Nor do I intend to imply that one or the other perspective on human conduct is invalid, although, as an ethicist, I usually lean more to action and moral agency, and I tend to hold the social sciences at arm’s length. Really, though, I acknowledge that both perspectives on human conduct are of vital interest and importance, for both theoretical and practical purposes. So, I keep pushing for greater engagement and more active deliberation on the part of moral agents, but I recognize to the extent to which we are stuck with persistent patterns of behavior conditioned by factors biological, cognitive, psychological, economic, and so on.
Instead, my main intention here is to indicate how a failure to recognize the action/behavior distinction can serve to distort consideration of the normative aspects of environmental change in metropolitan regions. In particular, I noted at the conference a pattern I have dubbed “self-concealing agency.”
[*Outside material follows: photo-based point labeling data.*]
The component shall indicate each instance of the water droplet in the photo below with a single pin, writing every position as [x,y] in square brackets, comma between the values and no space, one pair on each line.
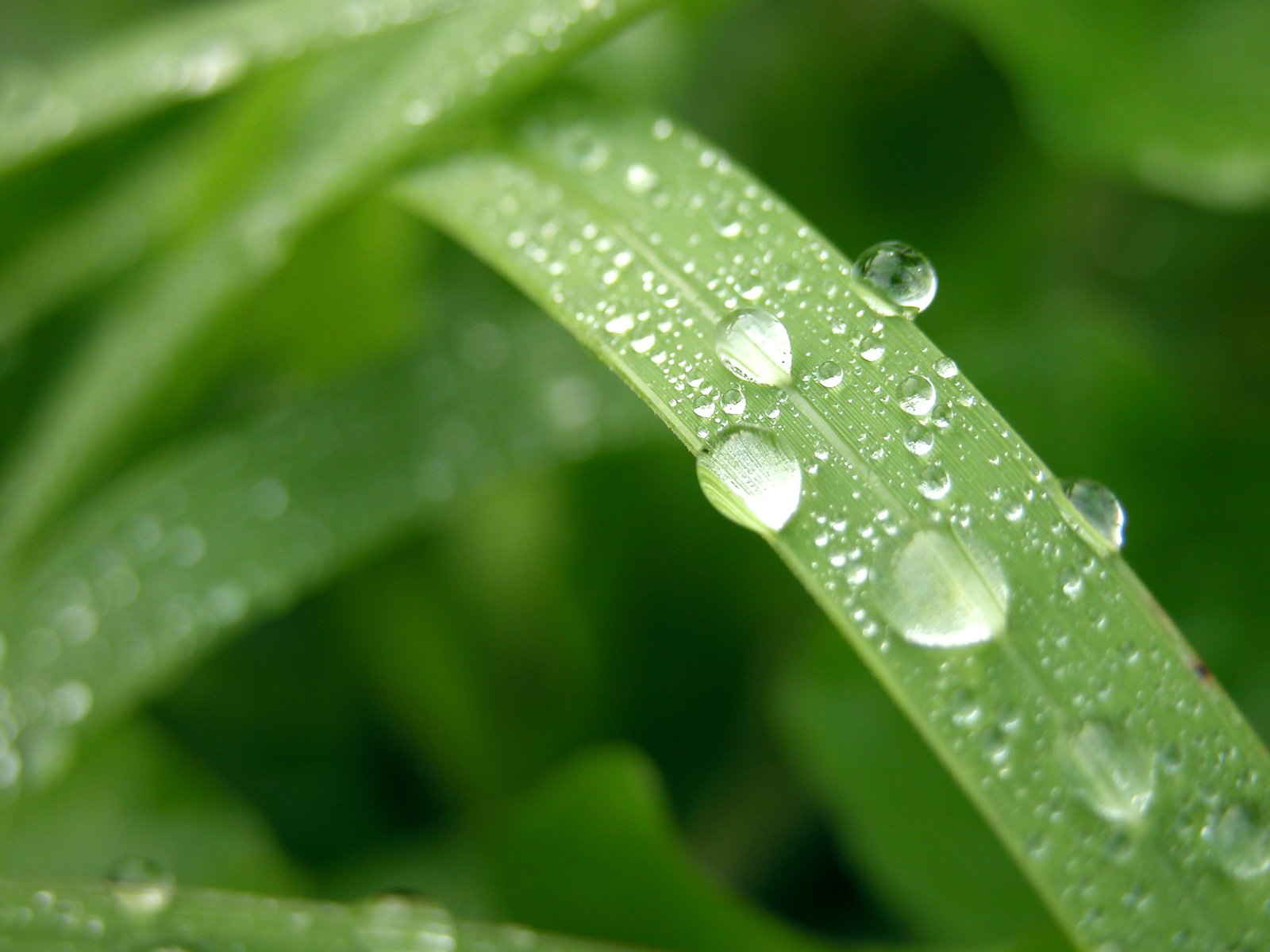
[1118,777]
[749,476]
[916,395]
[641,179]
[755,347]
[1100,509]
[141,885]
[829,374]
[941,590]
[872,349]
[1240,843]
[935,482]
[920,440]
[899,279]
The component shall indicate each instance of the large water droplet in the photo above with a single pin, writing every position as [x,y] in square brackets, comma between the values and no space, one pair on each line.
[916,395]
[1117,777]
[755,346]
[141,885]
[899,279]
[1240,843]
[944,592]
[749,476]
[1102,511]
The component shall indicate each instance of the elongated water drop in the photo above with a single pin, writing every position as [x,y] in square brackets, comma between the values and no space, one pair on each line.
[897,278]
[755,346]
[940,590]
[1100,509]
[749,476]
[1117,777]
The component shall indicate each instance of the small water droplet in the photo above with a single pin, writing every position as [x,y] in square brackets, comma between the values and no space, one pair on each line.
[1100,509]
[755,346]
[641,179]
[141,885]
[935,482]
[916,395]
[829,374]
[749,478]
[920,440]
[1118,777]
[872,349]
[733,401]
[941,590]
[899,279]
[1240,843]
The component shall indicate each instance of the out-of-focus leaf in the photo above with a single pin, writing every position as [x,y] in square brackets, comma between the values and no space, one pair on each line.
[1172,93]
[897,812]
[483,660]
[197,543]
[592,852]
[152,333]
[190,55]
[135,793]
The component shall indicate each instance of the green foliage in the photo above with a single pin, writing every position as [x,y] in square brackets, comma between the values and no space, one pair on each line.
[328,570]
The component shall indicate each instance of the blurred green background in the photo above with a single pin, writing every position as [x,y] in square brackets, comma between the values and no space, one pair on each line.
[586,702]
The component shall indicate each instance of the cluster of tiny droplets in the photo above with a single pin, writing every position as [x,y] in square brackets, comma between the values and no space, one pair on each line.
[800,380]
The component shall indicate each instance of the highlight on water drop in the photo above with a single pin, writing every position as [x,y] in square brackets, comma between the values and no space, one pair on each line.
[895,278]
[753,344]
[1103,517]
[943,590]
[751,478]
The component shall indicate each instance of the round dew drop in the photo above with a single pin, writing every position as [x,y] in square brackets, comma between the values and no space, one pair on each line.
[755,346]
[141,886]
[899,279]
[1100,509]
[918,397]
[941,590]
[751,478]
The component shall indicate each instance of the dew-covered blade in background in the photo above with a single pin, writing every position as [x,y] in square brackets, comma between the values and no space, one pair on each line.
[190,55]
[461,63]
[997,611]
[133,588]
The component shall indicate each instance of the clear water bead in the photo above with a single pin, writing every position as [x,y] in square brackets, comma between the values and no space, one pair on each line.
[751,478]
[1100,509]
[899,279]
[829,374]
[755,346]
[1240,842]
[941,590]
[1117,777]
[916,395]
[141,886]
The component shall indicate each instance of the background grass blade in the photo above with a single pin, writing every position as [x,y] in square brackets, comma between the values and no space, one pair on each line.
[1134,88]
[469,61]
[1128,789]
[137,587]
[188,55]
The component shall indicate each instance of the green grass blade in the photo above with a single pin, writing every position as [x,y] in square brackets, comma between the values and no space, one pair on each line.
[90,918]
[198,543]
[1127,786]
[187,55]
[148,336]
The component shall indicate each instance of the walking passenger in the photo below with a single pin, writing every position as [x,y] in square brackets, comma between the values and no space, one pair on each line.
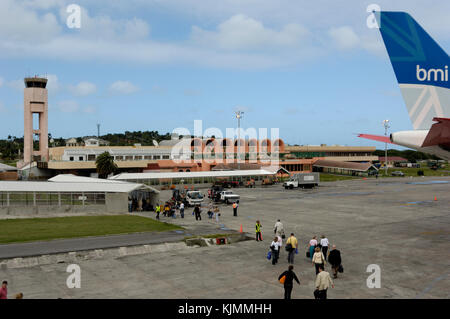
[197,212]
[279,229]
[258,231]
[324,243]
[182,210]
[335,260]
[318,259]
[235,207]
[323,282]
[290,276]
[130,205]
[157,210]
[275,248]
[4,290]
[311,246]
[291,247]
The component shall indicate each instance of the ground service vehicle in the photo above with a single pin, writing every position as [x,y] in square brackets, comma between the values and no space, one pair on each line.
[227,196]
[302,180]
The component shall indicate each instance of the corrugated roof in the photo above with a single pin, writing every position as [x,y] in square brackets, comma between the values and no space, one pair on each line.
[362,167]
[70,178]
[393,159]
[169,175]
[56,187]
[4,167]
The Interfaces conference was dominated by academic ecologists and practicing foresters, among whom there is a fair degree of agreement about what is good and, perhaps especially, what is not. From the relatively safe standpoint of an assumed consensus, it is all too easy to slip into talk of how “we” can get “them” to help us preserve what is (obviously!) good and to prevent what is (obviously!) bad. Given the apparent explanatory and predictive power of the social sciences, especially economics, it is easy to slip from there into talk of how “we” can modify “their” behavior in order to achieve the desired end.
But what about “us”? “We” are proposing to act in such a way as to modify others’ behavior, and we think we can give good reasons for doing so. In short, “we” cast ourselves in the role of agents making choices while “they” are mainly just the originators – or even just the loci – of behavior of which “we” may or may not approve, behavior that may be manipulated to the ends “we” have freely chosen.
However, at least in some presentations at the conference, there was little reflective awareness of the distinction, so the agency of the “we” effaces itself: our agency is assumed, it is indeed the condition on which such a conference can exist at all, but it is seldom acknowledged. Since “our” normative judgments are so obviously valid, and since very few participants are challenging them directly, why even bring them up? We are just doing what the science reveals to us to be the best thing.
Again, I do not wish to exaggerate the scope of the problem as it played out at the Interfaces conference. Many of the participants I spoke to were aware of the action/behavior distinction as I have drawn it here, and they were certainly open to a more robust and self-critical consideration of normative questions when I brought them up. Also, as noted, a number of presenters spoke directly about engaging with ordinary people as moral agents through one kind of deliberative processes or another.
I point all this out because I think it would be useful if natural scientists, social scientists, and professional practitioners were more consistently aware of the action/behavior distinction in their own thinking about normative issues, and if they were more reflective about the problem of self-concealing agency. It would be useful because they would then have an opening for serious ethical deliberation at conferences, in academic departments and public agencies, in professional practice, and in communities.